Prior to Sunday night’s show, I had been deeply let down by season 8’s “The Bells,” the episode which both provided the audience with unbelievable spectacle and with the divisive choice to have Daenerys snap at the moment of her total victory, needlessly burning hundreds of thousands of innocent residents of King’s Landing. For me, despite seasons of establishing Daenerys as capable of both great kindness and tough leadership, the choice to suddenly turn her rage onto completely innocent people en masse felt rushed, without a proper precipitating trigger to send her over the edge at the very moment she had won.

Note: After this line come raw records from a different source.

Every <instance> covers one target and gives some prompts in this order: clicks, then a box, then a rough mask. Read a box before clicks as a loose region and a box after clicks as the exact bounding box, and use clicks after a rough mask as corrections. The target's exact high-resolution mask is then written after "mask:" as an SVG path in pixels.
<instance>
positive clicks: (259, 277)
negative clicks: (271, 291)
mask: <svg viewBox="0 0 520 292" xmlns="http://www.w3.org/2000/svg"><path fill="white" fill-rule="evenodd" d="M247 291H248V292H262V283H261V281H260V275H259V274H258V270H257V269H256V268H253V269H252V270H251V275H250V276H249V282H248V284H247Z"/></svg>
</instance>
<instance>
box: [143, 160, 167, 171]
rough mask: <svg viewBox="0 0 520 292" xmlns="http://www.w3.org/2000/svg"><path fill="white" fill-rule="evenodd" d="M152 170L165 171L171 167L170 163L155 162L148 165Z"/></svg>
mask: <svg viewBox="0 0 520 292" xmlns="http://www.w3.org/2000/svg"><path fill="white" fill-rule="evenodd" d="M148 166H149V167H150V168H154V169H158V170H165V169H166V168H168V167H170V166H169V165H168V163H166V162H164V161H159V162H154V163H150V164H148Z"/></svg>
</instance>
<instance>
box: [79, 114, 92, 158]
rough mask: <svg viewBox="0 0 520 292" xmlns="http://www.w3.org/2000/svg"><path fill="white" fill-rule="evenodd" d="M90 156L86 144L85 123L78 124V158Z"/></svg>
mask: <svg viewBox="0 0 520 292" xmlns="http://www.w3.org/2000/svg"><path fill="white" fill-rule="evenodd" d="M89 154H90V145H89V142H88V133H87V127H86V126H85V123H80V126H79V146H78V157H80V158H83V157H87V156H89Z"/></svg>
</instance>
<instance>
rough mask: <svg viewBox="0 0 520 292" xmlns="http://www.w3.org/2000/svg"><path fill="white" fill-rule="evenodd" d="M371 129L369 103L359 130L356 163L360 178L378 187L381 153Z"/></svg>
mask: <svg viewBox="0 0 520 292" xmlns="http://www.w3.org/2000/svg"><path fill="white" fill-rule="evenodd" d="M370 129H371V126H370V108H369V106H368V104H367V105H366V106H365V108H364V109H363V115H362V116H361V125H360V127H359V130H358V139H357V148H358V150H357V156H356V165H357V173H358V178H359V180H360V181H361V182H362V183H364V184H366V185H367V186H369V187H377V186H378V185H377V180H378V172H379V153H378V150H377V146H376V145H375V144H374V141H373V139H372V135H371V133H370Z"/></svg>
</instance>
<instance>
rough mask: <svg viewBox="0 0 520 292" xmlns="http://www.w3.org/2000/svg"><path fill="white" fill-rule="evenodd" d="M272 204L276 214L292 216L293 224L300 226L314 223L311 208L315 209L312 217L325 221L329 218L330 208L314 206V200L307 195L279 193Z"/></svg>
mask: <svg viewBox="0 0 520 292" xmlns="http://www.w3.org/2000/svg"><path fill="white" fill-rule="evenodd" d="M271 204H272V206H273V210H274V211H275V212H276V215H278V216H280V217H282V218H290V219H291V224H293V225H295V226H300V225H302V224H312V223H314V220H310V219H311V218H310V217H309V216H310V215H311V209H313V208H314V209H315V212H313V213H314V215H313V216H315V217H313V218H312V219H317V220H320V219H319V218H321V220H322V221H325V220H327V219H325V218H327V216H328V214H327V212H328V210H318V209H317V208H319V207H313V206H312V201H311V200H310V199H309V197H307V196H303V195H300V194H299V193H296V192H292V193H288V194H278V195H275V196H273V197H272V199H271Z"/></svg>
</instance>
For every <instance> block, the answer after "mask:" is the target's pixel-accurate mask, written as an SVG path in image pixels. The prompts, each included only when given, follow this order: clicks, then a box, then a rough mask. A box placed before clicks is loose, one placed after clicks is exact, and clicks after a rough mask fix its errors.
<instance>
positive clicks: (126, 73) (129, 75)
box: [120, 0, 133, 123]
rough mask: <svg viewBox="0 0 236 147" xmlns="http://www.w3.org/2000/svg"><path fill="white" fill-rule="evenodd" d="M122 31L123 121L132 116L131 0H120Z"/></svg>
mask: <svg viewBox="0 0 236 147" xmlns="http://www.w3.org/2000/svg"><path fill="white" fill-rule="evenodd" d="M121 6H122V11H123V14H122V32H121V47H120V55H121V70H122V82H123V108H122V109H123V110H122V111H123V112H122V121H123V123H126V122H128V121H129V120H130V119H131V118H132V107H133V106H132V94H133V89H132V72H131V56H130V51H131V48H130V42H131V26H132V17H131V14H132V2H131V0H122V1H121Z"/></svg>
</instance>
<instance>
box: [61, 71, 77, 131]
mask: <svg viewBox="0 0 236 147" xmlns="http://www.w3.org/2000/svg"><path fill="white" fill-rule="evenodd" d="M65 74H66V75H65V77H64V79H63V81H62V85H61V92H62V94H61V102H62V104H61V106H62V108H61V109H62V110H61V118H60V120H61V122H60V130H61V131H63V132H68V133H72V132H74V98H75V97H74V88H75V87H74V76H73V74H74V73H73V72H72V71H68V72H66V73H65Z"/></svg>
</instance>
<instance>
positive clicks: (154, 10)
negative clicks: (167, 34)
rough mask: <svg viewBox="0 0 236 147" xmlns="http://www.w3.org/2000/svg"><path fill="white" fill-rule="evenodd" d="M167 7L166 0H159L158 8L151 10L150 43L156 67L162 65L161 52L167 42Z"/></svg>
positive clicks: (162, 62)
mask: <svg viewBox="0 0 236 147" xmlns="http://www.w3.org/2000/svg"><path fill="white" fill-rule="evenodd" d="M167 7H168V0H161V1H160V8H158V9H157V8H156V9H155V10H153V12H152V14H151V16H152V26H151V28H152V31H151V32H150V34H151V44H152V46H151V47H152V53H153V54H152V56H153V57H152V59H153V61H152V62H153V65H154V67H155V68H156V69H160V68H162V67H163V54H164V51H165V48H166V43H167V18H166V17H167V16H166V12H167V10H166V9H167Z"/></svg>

Emotionally, it didn’t work for me.
It worked for my friend Nicole. It worked a lot. Over the course of the next week, we each tried to persuade each other that the episode was either an achievement or a disaster. “But Dany just lost all of her advisers!” (I don’t care.) “But she’s been burning stuff since season 1!” (I don’t care.) “She’s always been kind of crazy!” (I don’t care.) Absolutely no attempts to reason with me could persuade me that, well, actually showrunners D.B. Weiss and David Benioff had properly executed Daenerys' turn to the Mad Queen, and none of my complaints worked for her.
Fast forward to this week’s finale: It worked for me. It worked a lot. The execution of the scene where Jon Snow dispatches his (aunt? ex-girlfriend?) Queen Daenerys in the destroyed throne room? Grief-stricken Drogon melting the throne and then picking up his mother’s body? It worked for me on every level.
Once I was emotionally won by the episode, I was more than willing to ignore the many issues with the rest of the episode. “But why does Sansa get independence for the North but Dorne and the Iron Islands don’t ask for it?” Sure, you’re right, but I don’t care. “Why does literally no one bring up the fact that Jon is an actual Targaryen and that winds up having no real purpose?” Sure, you’re right, but I don’t care. “Why are these people even invited to this meeting?” Look, I got Sansa shutting down Edmure Tully, so I don’t care.